E assim como Michelangelo Antonioni (1912-2007) concebia figuras intransponíveis na sua cinematografia, Raiane também opera essa frutífera lógica na construção de um arquétipo que não está dado, perfeito. Essa jovem Fortalezense não precisa nos convencer a nada. Da sua boca, as palavras quase não surgem. Para entendermos o que ela quer nos dizer, temos de olhar além daquilo o que a tela imprime. Lembram de Monica Vitti em A Aventura (1960)? De modo semelhante, Vânia vaga por um oceano de perguntas sem respostas. E tudo bem não tê-las.

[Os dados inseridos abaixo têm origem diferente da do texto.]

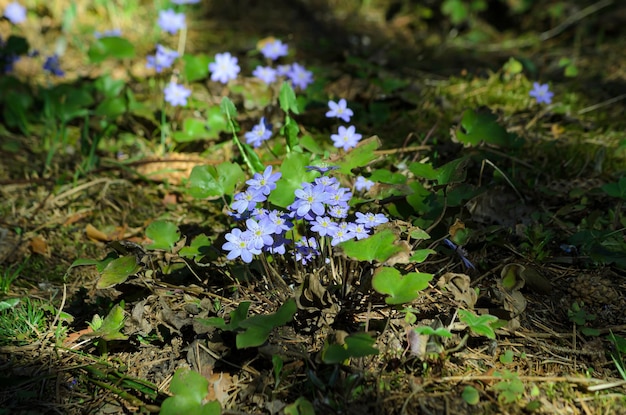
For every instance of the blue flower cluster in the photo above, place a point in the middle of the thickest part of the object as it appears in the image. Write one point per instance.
(322, 207)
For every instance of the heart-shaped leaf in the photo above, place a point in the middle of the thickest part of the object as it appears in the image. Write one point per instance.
(400, 288)
(118, 270)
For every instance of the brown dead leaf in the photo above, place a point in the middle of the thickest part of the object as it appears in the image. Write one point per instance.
(219, 385)
(96, 235)
(39, 246)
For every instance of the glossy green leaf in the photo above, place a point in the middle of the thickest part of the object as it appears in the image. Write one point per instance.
(483, 127)
(163, 234)
(378, 247)
(196, 67)
(287, 99)
(118, 270)
(360, 156)
(210, 181)
(399, 288)
(294, 173)
(480, 325)
(109, 327)
(111, 47)
(355, 345)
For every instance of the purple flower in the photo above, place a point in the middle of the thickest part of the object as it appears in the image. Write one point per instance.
(342, 234)
(461, 252)
(108, 33)
(176, 94)
(338, 211)
(299, 76)
(239, 245)
(261, 233)
(266, 74)
(170, 21)
(363, 184)
(283, 70)
(323, 226)
(163, 58)
(15, 12)
(265, 182)
(274, 50)
(224, 68)
(346, 138)
(541, 92)
(358, 230)
(246, 201)
(53, 66)
(260, 132)
(339, 110)
(371, 220)
(309, 199)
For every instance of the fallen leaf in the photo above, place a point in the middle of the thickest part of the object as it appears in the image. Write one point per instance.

A exemplo da musa italiana, ela só vai, meio sem rumo, indo aonde seu desejo a impulsiona. Mas diferente daquela mulher do clássico italiano, nossa heroína independe desse outro materializado na figura do homem enquanto uma espécie de “metade perdida da mulher”. Sua busca, ao contrário, passa a ser, de fato, por ela mesma. Por isso a mitologia funciona tão bem aqui. Afinal, que feminino é esse que intenta se perder para que, enfim, possa se achar?

Talvez uma metáfora em contraponto político àquilo o que o imaginário da sociedade brasileira em 2020 propõe à “mulher para se casar”. Errante, essa feminilidade subjetiva aceita os riscos da realidade. Quando a violência à ataca, ela não resiste. Quando o abuso à aborda, ela o rebate. No limite daquilo o que a vida real a impõe, essa personagem busca se moldar à forma da situação que a todo custo tenta lhe tolher enquanto indivíduo e enquanto corpo dotado de subjetividade.

Sozinha na noite da nossa cidade, ela caminha. Não sabe o que verdadeiramente vai encontrar e isso é o que a dota de força. Diante do espelho, ela se verá uma primeira e derradeira vez. Rainha de si, ela não teme mais a escuridão que a ronda e se deixa por ela ser abraçada. Coroada como senhora do seu destino, seus olhos marejam no reflexo da sua interioridade, agora, desvelada. Nossa protagonista passa a entender-se enquanto forma e conceito. Afinal, ser livre é, entre tantas coisas, ter a exata noção de tudo isso.